Consider the embedding $$\iota: B(H_1) \odot B(H_2)\to B(H_1 \otimes H_2),$$ where $T\in B(H_1)$ and $S\in B(H_2)$ will be mapped to $T\otimes S\in B(H_1\otimes H_2)$ with $T\otimes S(v\otimes w)=T(s)\otimes S(w)$ (and $H_1$ and $H_2$ are complex Hilbert spaces).
$B(H_1) \odot B(H_2)$ denotes the tensorproduct of $B(H_1)$ and $B(H_2)$ as a $*$-algebra and $H_1 \otimes H_2$ is the tensor product auf complex Hilbert space.
Why is $\iota$ not surjective, in general?

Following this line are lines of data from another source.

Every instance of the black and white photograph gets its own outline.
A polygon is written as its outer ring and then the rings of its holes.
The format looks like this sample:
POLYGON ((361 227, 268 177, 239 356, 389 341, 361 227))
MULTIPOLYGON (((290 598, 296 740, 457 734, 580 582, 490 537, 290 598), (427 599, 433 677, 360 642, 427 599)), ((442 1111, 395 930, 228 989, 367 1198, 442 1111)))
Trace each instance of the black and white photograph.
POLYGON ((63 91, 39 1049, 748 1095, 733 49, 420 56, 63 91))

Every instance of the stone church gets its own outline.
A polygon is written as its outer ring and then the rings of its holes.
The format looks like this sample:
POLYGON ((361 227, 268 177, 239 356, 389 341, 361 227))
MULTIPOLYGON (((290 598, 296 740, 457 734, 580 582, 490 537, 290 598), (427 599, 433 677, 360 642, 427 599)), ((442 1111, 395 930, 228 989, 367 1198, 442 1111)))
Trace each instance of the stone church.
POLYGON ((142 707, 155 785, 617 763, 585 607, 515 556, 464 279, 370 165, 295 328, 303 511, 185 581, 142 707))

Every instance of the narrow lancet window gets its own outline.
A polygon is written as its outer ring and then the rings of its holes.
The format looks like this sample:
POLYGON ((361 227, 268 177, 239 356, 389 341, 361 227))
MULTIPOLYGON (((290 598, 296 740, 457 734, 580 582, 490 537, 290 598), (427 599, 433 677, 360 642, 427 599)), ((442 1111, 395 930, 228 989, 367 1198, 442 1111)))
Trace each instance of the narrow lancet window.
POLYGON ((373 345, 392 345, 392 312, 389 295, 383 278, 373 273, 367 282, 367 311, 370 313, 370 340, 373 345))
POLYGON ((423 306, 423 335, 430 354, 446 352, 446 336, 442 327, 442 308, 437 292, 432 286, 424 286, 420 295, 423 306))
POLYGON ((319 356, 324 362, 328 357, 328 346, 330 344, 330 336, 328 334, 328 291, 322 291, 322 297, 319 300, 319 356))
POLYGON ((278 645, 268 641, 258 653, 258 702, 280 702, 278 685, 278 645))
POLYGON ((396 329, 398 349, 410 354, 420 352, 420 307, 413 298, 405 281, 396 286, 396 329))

For a counterexample it is necessary to take $H_1$ and $H_2$ infinite-dimensional, in the finite-dimensional case $\iota$ is always an isomorphism. If we take $H_1=H_2=\ell^2$, I'm searching for $F\in B(\ell^2\otimes \ell^2)$ such that $F\notin Im(\iota)$, but I don't know which operator $F$ will work.
An other idea which comes to my mind is to use Why is $\overline{B(l^2)\odot B(l^2)}^{\| \enspace \|_{op}}\neq B(l^2\otimes l^2)?$ but at the moment I'm not sure how to use it in detail.
If either $H_1$ or $H_2$ is finite-dimensional, then $\iota$ is surjective. Otherwise, the domain of $\iota$ is incomplete (being the algebraic tensor product of two infinite-dimensional objects) but the codomain is complete, so they cannot be isomorphic even as normed spaces.
However, even after completion there is no isomorphism. If $H_1, H_2$ are separable, then you may identify them with $\ell_2$, and use the linked solution (it can be extended to the non-separable case too). It turns out that these objects are not even isomorphic as Banach spaces (see this note).